4.  **Waiting**: If no keys in Tier 1 or Tier 2 can be locked, it means all eligible keys are currently handling requests for the *same model*. The method then `await`s on the `asyncio.Condition` of the best available key, waiting until it is notified that the key has been released.

### Failure Handling & Cooldowns (`record_failure`)

-   **Escalating Backoff**: When a failure is recorded, it applies a cooldown that increases with the number of consecutive failures for a specific key-model pair (e.g., 10s, 30s, 60s, up to 2 hours).
-   **Authentication Errors**: These are treated more severely, applying an immediate 5-minute key-level lockout.
-   **Key-Level Lockouts**: If a single key accumulates 3 or more long-term (2-hour) cooldowns across different models, the manager assumes the key is compromised or disabled and applies a 5-minute global lockout on the key.

### Data Structure

The `key_usage.json` file has a more complex structure to store this detailed state:
```json
{
  "api_key_hash": {
    "daily": {
      "date": "YYYY-MM-DD",
      "models": {
        "gemini/gemini-1.5-pro": {
          "success_count": 10,
          "prompt_tokens": 5000,
          "completion_tokens": 10000,
          "approx_cost": 0.075
        }
      }
    },
    "global": { /* ... similar to daily, but accumulates over time ... */ },
    "model_cooldowns": {
      "gemini/gemini-1.5-flash": 1719987600.0
    },
    "failures": {
      "gemini/gemini-1.5-flash": {
        "consecutive_failures": 2
      }
    },
    "key_cooldown_until": null,
    "last_daily_reset": "YYYY-MM-DD"
  }
}
```

## 3. `error_handler.py`

This module provides a centralized function, `classify_error`, which is a significant improvement over the previous boolean checks.
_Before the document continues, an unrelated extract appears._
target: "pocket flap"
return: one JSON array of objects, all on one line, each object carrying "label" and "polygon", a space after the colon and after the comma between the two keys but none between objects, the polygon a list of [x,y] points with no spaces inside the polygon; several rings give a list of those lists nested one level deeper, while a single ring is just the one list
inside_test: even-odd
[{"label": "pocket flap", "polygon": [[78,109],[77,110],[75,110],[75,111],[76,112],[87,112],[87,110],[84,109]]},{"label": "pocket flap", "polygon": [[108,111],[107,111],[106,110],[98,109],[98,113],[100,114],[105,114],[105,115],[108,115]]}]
-   It takes a raw exception from `litellm` and returns a `ClassifiedError` data object.
-   This object contains the `error_type` (e.g., `'rate_limit'`, `'authentication'`, `'server_error'`), the original exception, the status code, and any `retry_after` information extracted from the error message.
-   This structured classification allows the `RotatingClient` to make more intelligent decisions about whether to retry with the same key or rotate to a new one.

## 4. `request_sanitizer.py` (New Module)

-   This module's purpose is to prevent `InvalidRequestError` exceptions from `litellm` that occur when a payload contains parameters not supported by the target model (e.g., sending a `thinking` parameter to a model that doesn't support it).
-   The `sanitize_request_payload` function is called just before `litellm.acompletion` to strip out any such unsupported parameters, making the system more robust.

## 5. `providers/` - Provider Plugins

The provider plugin system remains for fetching model lists. The interface now correctly specifies that the `get_models` method receives an `httpx.AsyncClient` instance, which it should use to make its API calls. This ensures all HTTP traffic goes through the client's managed session.

## 6. `proxy_app/` - The Proxy Application

The `proxy_app` directory contains the FastAPI application that serves the rotating client.

### `main.py` - The FastAPI App

This file contains the FastAPI application that exposes the `RotatingClient` through an OpenAI-compatible API.

#### Command-Line Arguments

-   `--enable-request-logging`: This flag enables logging of all incoming requests and outgoing responses to the `logs/` directory. This is useful for debugging and monitoring the proxy's activity. By default, this is disabled.